This invention relates to optical elements and to apparatus including such elements.
The invention is more particularly, but not exclusively concerned with lenses or windows for radiation pyrometers or other optical apparatus liable for fouling.
Radiation pyrometers used on gas-turbine engines for sensing, for example, the turbine-blade temperature, conventionally have an optical head that is mounted to project through the engine by-pass duct to the turbine chamber. The head is directed to receive radiation from the turbine blades, and in this respect includes a lens or other optical window within a sighting tube that opens through the wall of the chamber. The use of the sighting tube ensures tha radiation is received throughout a limited angle only, and also that the window is not exposed directly to the heat and combustion products within the chamber.
One problem with such pyrometers is that the lens or other window is liable to become fouled by combustion or other products during running of the engine, thereby reducing transmission of radiation.

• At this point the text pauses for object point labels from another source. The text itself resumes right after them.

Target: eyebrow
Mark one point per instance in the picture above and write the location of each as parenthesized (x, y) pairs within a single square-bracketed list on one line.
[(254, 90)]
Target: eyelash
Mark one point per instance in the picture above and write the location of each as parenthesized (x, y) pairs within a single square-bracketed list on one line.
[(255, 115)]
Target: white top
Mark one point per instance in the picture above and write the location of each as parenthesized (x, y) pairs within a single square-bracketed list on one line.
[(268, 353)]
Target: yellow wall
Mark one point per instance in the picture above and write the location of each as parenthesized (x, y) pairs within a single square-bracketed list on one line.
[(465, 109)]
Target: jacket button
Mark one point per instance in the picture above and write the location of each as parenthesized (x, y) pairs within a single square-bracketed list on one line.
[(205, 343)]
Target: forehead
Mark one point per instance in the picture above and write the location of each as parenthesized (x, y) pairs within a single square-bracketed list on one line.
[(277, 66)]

Air can be supplied to the sighting tube to purge it of combustion products and this does to some extent reduce fouling. Problems of fouling, however, do still arise, especially during start up or shut down of the engine when the pressure of purging air may be reduced, or when the purging system becomes blocked or otherwise damaged. In some engines it may not be possible to provide a purging system and this can make it necessary to remove the pyrometer to clean the lens after only some thirty to one hundred hours of operation.